# Questions installing a Momo shift knob



## Guest84 (Dec 21, 2001)

I just ordered a Momo Cobra Aluminum and leather shift knob. I thought I read somewhere that the 2001 models have a screw that must be removed before pulling straight up to remove the old knob..anyone have info on this? Done it recently?


----------



## Kaz (Dec 21, 2001)

There is a screw under the pattern bezel, but its only there to help hold the thingie that keeps the knob from twisting .

Just pull as usual.

How would a MOMO knob, which I believe screws on, stay on the shifter?


----------



## Guest84 (Dec 21, 2001)

Kaz said:


> *
> How would a MOMO knob, which I believe screws on, stay on the shifter? *


I dunno! Seen pics from the past with alternate momo's on BMW's, I'm trying to find out.


----------



## steve (Jan 7, 2002)

*Momo Knobs*

I believe that the MOMO knob has a setscrew at the base which with an allan wrench will secure it against the shift rod. At least that's how it used to work when I put one on my '86 VW Scirocco....


----------



## Guest84 (Dec 21, 2001)

Talked to the Rep at Seattle Auto, they said the Momo is not threaded, comes with rubber gaskets, and a set screw, you can set it at different angles too I guess.


----------



## chalkem77 (Dec 22, 2001)

*also replied on the main board...*



Ripsnort said:


> *I just ordered a Momo Cobra Aluminum and leather shift knob. I thought I read somewhere that the 2001 models have a screw that must be removed before pulling straight up to remove the old knob..anyone have info on this? Done it recently? *


Ripsnort, I used to have the Momo Cobra knob too. I have since switched to the alum/leather BMW M-knob.

To install the momo: 
the momo knob is split into 2 pieces, a base part and the knob portion. you have to first pull out your old stock knob (pulls straight up). then, push the new momo base part down as far as it will go on the stick. the top knob portion goes on after that and this is the part that actually gets tightened onto the shaft. There are 3 or 4 little screws that hold it on solidly. after that part is tight, you push the base part up and twist it onto the bottom of the top knob portion to cover up the screws.
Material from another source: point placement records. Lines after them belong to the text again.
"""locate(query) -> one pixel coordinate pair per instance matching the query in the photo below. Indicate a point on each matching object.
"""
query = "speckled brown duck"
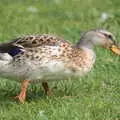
(47, 57)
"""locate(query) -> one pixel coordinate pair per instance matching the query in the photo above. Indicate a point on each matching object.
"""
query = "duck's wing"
(19, 45)
(39, 40)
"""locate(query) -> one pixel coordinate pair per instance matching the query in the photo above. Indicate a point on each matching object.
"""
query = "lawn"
(93, 97)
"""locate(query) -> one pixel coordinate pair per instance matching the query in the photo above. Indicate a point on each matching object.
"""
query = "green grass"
(93, 97)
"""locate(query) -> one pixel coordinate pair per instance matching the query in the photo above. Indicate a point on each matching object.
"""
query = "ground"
(93, 97)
Hint, there will be a slight gap from the bottom of the knob to the shift boot when you are done because the momo knob is shorter than stock. to get rid of that gap, after the knob is attached , flip the shift boot inside out and use tape or a rubber band to secure the shift boot higher up so that it starts right where the bottom of the new knob is.

hope that helps.


----------